The Times, November 29, 2019

1. The expression is ‘Ooh la la’, not ‘Oh’.

2. There are no accents on ‘la’. (Some authorities say there are but they are in a tiny minority.)

3. If you can’t think of anything better than this frightful cliché, you should not be in the business.

 

 

#508

i newspaper, November 2, 2019

 

From Style Matters:

enormity: This has nothing to do with size. It means the quality of being outrageous or atrocious, as in ‘the enormity of the crime’. Although it is commonly misused, and some authorities are fine with this, I don’t see any reason to get it wrong.

 

Later in the same piece:

 

Why ‘but’? This implies something unexpected or different. So are we to assume that i newspaper readers are familiar with the usual weight per foot of Australian saltwater crocodiles, and can make the necessary calculation that this one is a bit on the heavy side? The conjunction needed here is ‘and’.

 

 

 

 

#507

Sunday Times, October 29, 2019

Complete lack of curiosity, Part 99: These two items appeared on the same page of the Sunday Times Culture supplement. I am at a loss to know how a sub could have sent them through without finding out the ages of the recording artists involved. Is there anyone in there?

#506

The billionaire owners of the Daily Telegraph and the Sunday Telegraph are to put both titles up for sale.

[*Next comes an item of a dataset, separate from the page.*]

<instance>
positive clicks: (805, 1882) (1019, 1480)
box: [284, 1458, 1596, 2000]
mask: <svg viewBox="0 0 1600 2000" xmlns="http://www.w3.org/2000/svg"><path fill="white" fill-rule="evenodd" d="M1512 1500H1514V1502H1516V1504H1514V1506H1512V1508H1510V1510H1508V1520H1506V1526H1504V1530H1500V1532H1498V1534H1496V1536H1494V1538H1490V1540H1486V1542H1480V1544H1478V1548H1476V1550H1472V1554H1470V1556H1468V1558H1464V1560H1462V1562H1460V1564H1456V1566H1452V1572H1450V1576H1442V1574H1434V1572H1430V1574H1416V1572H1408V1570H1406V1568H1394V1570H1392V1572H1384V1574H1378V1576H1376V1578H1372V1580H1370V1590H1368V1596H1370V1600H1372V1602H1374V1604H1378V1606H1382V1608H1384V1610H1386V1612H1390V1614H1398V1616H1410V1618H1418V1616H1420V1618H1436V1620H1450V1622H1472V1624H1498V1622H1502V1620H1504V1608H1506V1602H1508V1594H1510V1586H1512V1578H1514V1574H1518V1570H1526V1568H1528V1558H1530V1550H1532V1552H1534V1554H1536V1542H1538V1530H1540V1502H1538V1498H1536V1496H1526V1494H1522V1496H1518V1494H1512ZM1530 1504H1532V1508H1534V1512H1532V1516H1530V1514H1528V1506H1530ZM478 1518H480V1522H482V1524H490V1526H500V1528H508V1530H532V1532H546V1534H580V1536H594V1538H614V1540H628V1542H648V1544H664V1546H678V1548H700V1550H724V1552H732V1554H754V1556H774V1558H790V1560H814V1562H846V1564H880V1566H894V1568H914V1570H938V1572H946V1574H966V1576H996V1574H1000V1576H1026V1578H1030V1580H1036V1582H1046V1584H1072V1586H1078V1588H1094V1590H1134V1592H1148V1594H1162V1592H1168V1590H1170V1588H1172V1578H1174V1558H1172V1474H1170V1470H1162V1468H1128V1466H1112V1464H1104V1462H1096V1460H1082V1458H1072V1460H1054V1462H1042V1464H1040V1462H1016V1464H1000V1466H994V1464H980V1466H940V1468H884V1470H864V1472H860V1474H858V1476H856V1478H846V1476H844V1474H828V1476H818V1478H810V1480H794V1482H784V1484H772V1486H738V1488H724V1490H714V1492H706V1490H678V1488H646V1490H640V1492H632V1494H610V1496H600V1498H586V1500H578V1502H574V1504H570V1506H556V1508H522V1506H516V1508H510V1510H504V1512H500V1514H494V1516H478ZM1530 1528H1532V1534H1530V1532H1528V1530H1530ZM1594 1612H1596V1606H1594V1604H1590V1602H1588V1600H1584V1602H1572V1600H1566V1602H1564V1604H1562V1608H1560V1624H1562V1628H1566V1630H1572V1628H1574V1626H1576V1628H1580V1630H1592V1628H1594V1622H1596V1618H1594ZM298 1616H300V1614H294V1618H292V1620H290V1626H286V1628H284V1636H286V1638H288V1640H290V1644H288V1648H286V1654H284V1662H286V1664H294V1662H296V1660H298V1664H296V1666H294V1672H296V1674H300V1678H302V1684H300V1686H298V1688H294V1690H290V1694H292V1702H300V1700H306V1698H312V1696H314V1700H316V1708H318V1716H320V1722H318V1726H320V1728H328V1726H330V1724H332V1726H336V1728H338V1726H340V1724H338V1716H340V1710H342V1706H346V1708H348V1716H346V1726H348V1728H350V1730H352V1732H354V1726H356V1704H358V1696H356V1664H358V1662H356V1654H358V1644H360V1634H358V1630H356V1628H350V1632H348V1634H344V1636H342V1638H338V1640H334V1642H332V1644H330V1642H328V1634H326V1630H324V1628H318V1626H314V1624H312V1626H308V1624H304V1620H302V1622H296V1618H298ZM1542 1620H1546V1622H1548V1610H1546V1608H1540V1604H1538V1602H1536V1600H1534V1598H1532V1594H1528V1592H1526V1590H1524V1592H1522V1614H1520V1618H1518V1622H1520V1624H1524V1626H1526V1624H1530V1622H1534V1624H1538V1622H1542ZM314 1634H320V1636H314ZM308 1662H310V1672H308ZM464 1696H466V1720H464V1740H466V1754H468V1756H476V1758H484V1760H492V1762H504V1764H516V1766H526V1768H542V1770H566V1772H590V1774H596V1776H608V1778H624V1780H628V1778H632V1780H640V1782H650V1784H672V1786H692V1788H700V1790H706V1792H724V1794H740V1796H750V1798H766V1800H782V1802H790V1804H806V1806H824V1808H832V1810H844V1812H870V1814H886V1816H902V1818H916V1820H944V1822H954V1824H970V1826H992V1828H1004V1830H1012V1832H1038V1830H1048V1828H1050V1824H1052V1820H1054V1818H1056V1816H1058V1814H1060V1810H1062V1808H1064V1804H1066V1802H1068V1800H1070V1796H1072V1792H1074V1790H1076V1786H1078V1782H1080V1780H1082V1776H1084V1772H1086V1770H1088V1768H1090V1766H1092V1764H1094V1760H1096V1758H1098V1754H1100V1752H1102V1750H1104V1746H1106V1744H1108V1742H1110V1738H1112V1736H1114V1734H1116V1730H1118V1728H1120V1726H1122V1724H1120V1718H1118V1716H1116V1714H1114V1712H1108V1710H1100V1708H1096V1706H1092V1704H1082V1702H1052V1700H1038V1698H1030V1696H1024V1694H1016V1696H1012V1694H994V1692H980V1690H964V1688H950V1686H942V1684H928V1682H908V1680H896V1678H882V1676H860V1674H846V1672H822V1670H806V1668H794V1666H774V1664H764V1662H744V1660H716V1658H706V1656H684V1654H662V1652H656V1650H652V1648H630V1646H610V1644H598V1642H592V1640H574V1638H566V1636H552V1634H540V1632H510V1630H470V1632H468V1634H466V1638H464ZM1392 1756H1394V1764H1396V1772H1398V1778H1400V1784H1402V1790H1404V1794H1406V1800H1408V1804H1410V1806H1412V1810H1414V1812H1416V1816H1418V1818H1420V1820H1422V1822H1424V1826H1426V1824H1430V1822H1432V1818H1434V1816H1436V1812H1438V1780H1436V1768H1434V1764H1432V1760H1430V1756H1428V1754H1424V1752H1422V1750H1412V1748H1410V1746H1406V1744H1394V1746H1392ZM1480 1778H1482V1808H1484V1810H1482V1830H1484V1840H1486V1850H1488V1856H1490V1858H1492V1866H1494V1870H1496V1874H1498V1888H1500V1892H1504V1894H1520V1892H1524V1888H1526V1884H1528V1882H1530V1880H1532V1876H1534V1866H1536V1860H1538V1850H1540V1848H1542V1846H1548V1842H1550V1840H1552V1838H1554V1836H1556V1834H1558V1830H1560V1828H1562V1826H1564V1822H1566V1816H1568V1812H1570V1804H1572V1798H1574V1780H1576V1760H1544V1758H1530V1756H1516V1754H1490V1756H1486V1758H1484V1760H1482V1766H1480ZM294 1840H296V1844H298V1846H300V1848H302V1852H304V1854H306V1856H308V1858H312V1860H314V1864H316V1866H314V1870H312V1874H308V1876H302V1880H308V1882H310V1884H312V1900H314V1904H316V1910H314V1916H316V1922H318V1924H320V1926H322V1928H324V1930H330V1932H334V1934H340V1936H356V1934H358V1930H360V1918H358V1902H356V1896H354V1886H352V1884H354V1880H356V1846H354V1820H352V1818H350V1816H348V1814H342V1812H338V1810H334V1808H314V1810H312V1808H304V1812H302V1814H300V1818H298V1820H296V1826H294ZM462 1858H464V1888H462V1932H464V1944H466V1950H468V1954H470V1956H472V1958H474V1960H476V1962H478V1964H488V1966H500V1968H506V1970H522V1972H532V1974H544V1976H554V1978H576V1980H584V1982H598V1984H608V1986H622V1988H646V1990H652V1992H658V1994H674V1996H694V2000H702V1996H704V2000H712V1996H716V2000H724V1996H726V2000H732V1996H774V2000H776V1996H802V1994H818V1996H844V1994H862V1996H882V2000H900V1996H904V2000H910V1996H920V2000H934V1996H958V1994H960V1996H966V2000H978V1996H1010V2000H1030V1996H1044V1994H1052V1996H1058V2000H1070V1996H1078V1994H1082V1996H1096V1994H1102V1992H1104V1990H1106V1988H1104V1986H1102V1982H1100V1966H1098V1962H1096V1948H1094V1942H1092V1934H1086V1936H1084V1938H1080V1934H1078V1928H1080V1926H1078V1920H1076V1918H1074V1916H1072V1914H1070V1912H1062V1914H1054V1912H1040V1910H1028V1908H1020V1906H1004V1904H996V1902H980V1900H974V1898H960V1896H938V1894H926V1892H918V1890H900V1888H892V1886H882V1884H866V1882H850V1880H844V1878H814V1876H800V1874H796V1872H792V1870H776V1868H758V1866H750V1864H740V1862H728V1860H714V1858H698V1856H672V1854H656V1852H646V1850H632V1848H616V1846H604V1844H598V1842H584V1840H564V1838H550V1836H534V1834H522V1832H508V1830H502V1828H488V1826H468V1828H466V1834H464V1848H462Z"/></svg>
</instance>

Sir Frederick and Sir David Barclay are understood to be reviewing all of their key assets, which includes the Telegraph Media Group (TMG).

[ . . . ]

Aidan Barclay, 63, and Howard Barclay, 59, are thought to be evaluating the family’s businesses on behalf of their father, Sir David Barclay, and his 84-year-old twin Sir Frederick.

BBC News Online, October 29, 2019

It is hard to explain how stupid it is to say ‘his 84-year-old twin Sir Frederick’, and frankly if someone can’t see it, he or she is taking money under false pretences. The age of the twins needs to go in the second par, thus:

The 84-year-old twins Sir Frederick and Sir David Barclay are understood to be reviewing all of their key assets, which includes the Telegraph Media Group (TMG).

This immediately adds  the fact that they are getting on a bit, and it does not assign an age to one twin leaving open the possibility that the other could be a different age.

As an aside, I have many times seen this kind of thing: ‘The twins, who are both 16’. Unless they were born each side of midnight at New Year, this goes without saying. You do not need to point out, either, that boy and girl twins are not identical. I know it is obvious but again it is something I have seen repeatedly.

Finally:

Sir Frederick and Sir David Barclay are understood to be reviewing all of their key assets,

‘all of’ is wrong. It should be ‘all their key assets’. Why add a word that is not necessary?

 

 

 

 

 

 

 

 

 

 

 

#505

Sunday Times, October 20, 2019

Not everyone is great at spelling, but it is the most basic requirement for a sub. If the writer put the incorrect ‘sewing’ and a sub let it through, the sub needs sacking. If the writer put the correct ‘sowing’ and the sub changed it, the sub needs sacking.